Career advice

The simplest way to customize your resume to fit the job you want

Customize your resume to every job you apply for. If you've done any research on how to stand out from a crowd of applicants for a competitive job or how to improve the response rate to your job applications, you've almost certainly heard this piece of advice. That's because it is true. Customizing your resume for the specific job will greatly increase your success rate. 

For example, if you were to write one generic resume that lists your skills, education, and work history, and emailed it out to 100 job openings, you'd be lucky to get a few callbacks. However, if you took the time to tailor your application for each role and applied to 10 jobs with customized resumes, you'd likely land more interviews than in the mass emailing. 

Quality of applications trumps quantity. 

But how do you do it? Your work history doesn't change depending on which job you apply for, and neither does where you went to school or what you studied. So, what's to customize? How can you adapt your resume for a job when the facts don't change? 

You begin at the top of the page and work your way down. 

Job title

Give your resume the title of the job you are applying for. If you are sending in an application for the role of project manager, then your resume title should be 'Project Manager.' This is the case, even if that is not your current job title and even if you've never worked as a project manager before in your life. If you want the job as one, you have to write a resume that says you are a qualified project manager ready to seamlessly step into the role. 

Once you have the title in place, the rest of your resume should be crafted to demonstrate how you are a stand-out candidate for that job. Read the job description carefully. Make note of the skills the employer is looking for and the work that the successful candidate will be responsible for. You will want to ensure that your resume reflects your readiness for these. 

Intro paragraph

Write an opening statement that summarizes your key selling point for the job at hand. What is your greatest past accomplishment, work experience, or other credential that is most relevant to the role you want? This will be one of the first things that the potential employer will read, so you want to start off strong. Think of it as a mini cover letter

Work history 

While the places you have worked in the past don't magically change to align themselves with the job you aspire to, the way you describe them can. Use the summaries of your past work to highlight the skills you used and acquired and the achievements you made that are most relevant to the job you are targeting.

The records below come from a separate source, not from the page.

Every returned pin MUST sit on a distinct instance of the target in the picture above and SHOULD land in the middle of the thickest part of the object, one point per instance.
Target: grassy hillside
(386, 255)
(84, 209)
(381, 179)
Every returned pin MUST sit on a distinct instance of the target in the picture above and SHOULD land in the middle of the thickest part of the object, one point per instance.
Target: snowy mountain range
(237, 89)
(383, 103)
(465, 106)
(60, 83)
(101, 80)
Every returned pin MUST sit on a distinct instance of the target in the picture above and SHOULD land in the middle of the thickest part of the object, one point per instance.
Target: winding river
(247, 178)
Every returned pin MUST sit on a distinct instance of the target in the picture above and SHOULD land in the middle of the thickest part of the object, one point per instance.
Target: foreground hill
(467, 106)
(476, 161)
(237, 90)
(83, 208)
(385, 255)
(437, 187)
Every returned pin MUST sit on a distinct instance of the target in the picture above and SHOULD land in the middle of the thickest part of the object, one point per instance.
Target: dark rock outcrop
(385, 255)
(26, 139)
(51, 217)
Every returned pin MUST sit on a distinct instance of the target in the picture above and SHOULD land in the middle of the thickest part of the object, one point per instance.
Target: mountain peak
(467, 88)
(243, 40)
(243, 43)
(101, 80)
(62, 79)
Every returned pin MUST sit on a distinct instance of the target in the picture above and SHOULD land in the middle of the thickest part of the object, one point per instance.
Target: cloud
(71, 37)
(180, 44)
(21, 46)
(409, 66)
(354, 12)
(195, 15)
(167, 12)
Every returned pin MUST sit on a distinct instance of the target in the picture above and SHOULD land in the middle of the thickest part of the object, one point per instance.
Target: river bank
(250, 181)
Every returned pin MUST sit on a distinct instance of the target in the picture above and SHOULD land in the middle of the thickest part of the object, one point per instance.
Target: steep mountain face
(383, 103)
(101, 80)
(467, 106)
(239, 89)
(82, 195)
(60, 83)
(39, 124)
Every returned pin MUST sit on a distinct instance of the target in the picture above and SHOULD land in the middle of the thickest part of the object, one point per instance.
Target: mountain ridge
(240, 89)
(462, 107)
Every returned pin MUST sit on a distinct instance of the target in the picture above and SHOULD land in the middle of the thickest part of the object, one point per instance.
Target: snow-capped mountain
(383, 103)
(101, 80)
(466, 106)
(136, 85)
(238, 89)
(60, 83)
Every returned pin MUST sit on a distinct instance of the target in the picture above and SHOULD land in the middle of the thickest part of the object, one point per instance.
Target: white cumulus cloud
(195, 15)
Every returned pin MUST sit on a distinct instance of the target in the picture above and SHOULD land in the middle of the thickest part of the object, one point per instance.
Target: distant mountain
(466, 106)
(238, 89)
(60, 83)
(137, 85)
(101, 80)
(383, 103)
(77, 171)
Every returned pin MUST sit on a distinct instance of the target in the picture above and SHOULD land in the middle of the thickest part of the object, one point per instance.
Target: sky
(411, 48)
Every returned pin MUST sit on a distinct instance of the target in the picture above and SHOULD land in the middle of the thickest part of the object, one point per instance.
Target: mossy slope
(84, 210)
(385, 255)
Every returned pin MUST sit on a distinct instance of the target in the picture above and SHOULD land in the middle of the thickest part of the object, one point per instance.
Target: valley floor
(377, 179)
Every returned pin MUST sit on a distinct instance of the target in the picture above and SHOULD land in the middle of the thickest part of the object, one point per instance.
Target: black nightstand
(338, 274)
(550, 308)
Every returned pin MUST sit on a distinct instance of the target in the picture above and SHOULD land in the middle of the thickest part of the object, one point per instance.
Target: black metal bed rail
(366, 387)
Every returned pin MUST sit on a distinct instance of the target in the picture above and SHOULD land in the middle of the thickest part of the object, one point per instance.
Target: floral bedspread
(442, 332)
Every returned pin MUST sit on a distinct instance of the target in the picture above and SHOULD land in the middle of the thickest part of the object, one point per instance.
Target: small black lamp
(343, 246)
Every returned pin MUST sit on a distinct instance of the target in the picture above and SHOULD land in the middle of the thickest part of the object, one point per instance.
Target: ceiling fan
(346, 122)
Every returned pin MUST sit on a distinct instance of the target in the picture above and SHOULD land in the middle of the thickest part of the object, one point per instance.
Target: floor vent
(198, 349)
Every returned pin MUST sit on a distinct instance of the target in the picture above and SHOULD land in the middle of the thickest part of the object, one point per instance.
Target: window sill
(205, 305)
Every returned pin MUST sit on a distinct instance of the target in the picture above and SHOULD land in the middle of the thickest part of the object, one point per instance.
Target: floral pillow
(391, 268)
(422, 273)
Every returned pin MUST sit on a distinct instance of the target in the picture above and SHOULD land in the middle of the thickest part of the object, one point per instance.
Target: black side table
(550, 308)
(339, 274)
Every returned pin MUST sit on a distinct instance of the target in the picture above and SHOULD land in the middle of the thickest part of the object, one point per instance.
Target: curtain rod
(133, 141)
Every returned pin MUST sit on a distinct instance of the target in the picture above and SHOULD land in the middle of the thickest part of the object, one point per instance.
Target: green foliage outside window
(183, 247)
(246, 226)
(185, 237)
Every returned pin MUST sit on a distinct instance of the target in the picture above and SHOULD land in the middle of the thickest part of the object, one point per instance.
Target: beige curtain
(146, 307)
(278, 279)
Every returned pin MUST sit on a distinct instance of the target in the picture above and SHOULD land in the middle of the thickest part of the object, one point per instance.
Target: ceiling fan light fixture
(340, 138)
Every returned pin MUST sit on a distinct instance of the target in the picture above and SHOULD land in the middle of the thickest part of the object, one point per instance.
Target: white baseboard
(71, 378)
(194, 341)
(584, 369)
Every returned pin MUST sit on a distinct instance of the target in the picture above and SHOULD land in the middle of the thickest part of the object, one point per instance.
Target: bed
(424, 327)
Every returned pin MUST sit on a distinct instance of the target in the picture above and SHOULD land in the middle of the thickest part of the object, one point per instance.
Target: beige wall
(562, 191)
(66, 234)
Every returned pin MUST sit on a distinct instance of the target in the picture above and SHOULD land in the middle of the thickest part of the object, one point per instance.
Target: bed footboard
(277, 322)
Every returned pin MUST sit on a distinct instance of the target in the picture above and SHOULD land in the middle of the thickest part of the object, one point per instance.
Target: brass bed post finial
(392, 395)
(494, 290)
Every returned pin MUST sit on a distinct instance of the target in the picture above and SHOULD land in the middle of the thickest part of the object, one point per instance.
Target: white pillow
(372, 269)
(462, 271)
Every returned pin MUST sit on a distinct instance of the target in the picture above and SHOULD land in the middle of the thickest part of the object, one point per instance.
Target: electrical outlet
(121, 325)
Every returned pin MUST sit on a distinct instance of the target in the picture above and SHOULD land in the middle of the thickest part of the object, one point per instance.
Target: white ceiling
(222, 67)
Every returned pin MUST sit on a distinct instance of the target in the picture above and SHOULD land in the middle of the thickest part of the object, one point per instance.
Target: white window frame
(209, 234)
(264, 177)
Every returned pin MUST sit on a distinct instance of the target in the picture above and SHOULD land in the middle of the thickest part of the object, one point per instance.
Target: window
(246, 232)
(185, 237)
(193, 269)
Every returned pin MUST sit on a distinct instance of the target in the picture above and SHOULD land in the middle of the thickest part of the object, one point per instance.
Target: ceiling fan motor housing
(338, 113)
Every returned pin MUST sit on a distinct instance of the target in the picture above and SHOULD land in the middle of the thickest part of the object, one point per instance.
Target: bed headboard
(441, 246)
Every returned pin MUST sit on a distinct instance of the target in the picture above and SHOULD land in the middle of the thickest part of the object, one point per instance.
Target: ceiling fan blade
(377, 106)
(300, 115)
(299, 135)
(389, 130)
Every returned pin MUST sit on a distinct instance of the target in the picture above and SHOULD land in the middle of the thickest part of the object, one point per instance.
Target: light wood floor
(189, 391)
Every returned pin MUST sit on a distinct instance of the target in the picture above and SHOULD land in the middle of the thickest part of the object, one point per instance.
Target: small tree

Take your cue from the job posting. How has your previous work prepared you for the role? This is true for every job, even if you are applying for a new position in the field that you currently work in. Each role will have its own unique challenges and focus, and a well-tailored resume will show that you understand these and are prepared for them.

It is even more crucial when you are applying for a job in a new sector altogether. You have to demonstrate how your experience has set you up to be successful in the role. The employer won't do the math for you, and you will likely be competing against candidates who are already in similar roles. 

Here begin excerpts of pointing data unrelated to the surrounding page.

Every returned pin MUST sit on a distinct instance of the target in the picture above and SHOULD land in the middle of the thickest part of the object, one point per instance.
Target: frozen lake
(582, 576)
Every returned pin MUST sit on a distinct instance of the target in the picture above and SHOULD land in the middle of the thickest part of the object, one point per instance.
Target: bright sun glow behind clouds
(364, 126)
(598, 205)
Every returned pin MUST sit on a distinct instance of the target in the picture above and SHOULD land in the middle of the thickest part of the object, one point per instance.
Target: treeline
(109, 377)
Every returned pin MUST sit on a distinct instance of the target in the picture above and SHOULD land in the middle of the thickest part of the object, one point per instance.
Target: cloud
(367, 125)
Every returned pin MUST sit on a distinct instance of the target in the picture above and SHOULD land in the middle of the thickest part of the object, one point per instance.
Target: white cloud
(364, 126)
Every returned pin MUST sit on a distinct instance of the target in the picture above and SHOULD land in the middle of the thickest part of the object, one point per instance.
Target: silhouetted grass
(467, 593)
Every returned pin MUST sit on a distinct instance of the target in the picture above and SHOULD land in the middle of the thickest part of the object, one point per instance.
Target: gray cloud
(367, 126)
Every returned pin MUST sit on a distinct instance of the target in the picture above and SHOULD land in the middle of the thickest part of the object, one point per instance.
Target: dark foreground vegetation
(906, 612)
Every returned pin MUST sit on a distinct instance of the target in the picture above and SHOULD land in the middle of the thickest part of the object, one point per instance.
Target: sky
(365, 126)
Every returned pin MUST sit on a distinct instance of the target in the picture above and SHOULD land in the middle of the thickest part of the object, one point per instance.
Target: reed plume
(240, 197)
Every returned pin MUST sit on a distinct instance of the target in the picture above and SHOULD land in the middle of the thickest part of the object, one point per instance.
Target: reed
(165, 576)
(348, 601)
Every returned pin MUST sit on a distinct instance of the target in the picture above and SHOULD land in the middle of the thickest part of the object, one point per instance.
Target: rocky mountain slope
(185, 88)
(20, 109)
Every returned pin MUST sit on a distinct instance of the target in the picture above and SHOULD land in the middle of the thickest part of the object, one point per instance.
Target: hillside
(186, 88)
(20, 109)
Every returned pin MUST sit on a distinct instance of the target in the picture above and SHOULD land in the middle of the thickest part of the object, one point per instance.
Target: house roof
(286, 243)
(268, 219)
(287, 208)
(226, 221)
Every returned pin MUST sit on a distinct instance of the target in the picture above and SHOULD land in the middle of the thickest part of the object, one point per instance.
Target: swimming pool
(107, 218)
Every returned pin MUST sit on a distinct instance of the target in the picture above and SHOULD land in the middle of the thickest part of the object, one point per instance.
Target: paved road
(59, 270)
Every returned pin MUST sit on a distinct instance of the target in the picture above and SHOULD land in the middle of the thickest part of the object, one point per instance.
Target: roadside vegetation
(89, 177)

As in any resume, focus on accomplishments over duties. Employers want to know how you excelled on the job, and what set you apart from other workers. They want to hire the best. Be sure to focus particularly on achievements that are relevant to the job you are applying for. 

Skills match 

Reading the job description carefully will inform you of more than just which skills to focus on. You not only want to make sure that your resume shows that you have the ability to do the job, but you also need to closely match the language the employer uses to describe those skills. This can be important for getting your application seen at all. 

Many companies use software filters that screen resumes for specific keywords and can automatically reject applications that are missing terms or phrases that have been deemed essential. Therefore getting your resume past the Applicant Tracking System and onto the desk of a hiring manager is yet another reason why customization is so important.  

Even human recruiters scan through resumes quickly the first time they read through a pile of applications. The more closely your skills and credentials match with what they are looking for, the greater your chances of being shortlisted for further consideration. 

Customizing your resume isn't about lying in your job application or faking experience that you do not have. It's about understanding the needs of the job and highlighting all of the ways that your experience, education, and skills have prepared you to fulfill these. Focus on the most relevant. It takes a little bit of extra time and effort to craft each application carefully for the specific job, but it will go a long way toward helping you stand out from the sea of generic applications and greatly increase the number of job interviews to which you are invited.